Moren had travel plans in March. Her team had just finished the best season in Hoosier women’s basketball history, and was a regional No. 5 seed in the NCAA tournament, widely expected to make at least the Sweet 16. Moren was returning from a recruiting trip when the call came on March 12. The tournament was off. The season was done.

“Our kids had had a few days off,” she recalls. “Our coaches and I landed in Indianapolis, and we had been following the situation on Twitter. They’d canceled the Big 10 men’s tournament; Duke and Kansas had both pulled out of the NCAA tournament. It just seemed as though one shoe after another was dropping. We were driving back from the airport when we found out the tournament was canceled.”

For Moren, who had both played and coached in the NCAA’s Big Dance, it didn’t seem real. When she arrived at Cook Hall, her players had already heard the news. “They were devastated, of course,” she says. “You try to come up with the right words. I probably fell short.”

IU was heading into spring break, and the priority for Moren’s staff was to get the players home to their families. “Our biggest concern was for [sophomore forward] Aleksa Gulbe, whose home is in Latvia,” she notes. “We worried about how quickly we could get her a plane ticket and get her home. She got out very late that Friday night.”

The situation felt unreal through that weekend. “Monday and Tuesday come, and you’re not watching film, you’re not preparing for practice, and you don’t know what to do with yourself,” Moren says. “It took a couple of weeks, but as I say to the kids, you control what you can control.”

Under NCAA rules, April is a no-contact month in the 2021 recruiting cycle.

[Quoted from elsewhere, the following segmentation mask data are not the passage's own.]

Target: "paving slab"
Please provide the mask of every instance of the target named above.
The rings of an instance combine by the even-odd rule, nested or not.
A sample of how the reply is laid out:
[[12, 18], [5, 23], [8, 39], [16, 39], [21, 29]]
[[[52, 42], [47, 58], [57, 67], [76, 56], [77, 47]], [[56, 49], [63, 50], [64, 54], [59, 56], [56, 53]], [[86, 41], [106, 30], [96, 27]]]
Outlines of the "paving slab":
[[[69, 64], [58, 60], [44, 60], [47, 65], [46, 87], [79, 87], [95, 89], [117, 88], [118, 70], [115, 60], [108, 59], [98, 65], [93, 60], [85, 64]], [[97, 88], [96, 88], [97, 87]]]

Moren has been reading and reviewing game films, including IU’s early-season upset of South Carolina. She’d been sheltering at home in the Renwick section of Bloomington when the April 8 thunderstorms knocked out the power for her and 300 other residents. “I got in my car and went to a friend’s condo in Indianapolis, where they had running water and electricity,” she says.

She’s been taking advantage of Kroger’s grocery delivery service, but she ventures out occasionally (masked for safety). “I had to get ice at a gas station when the power went out,” she says.

For now, Moren is content to know everyone in the Hoosier basketball family—players, coaches, administrators—is healthy. She and her staff have had regular Zoom calls with the players as they finish out their semester academically. “It’s important for me to stay connected to everyone,” she says. “I just keep reminding them how much history they made this year and how proud we all are.”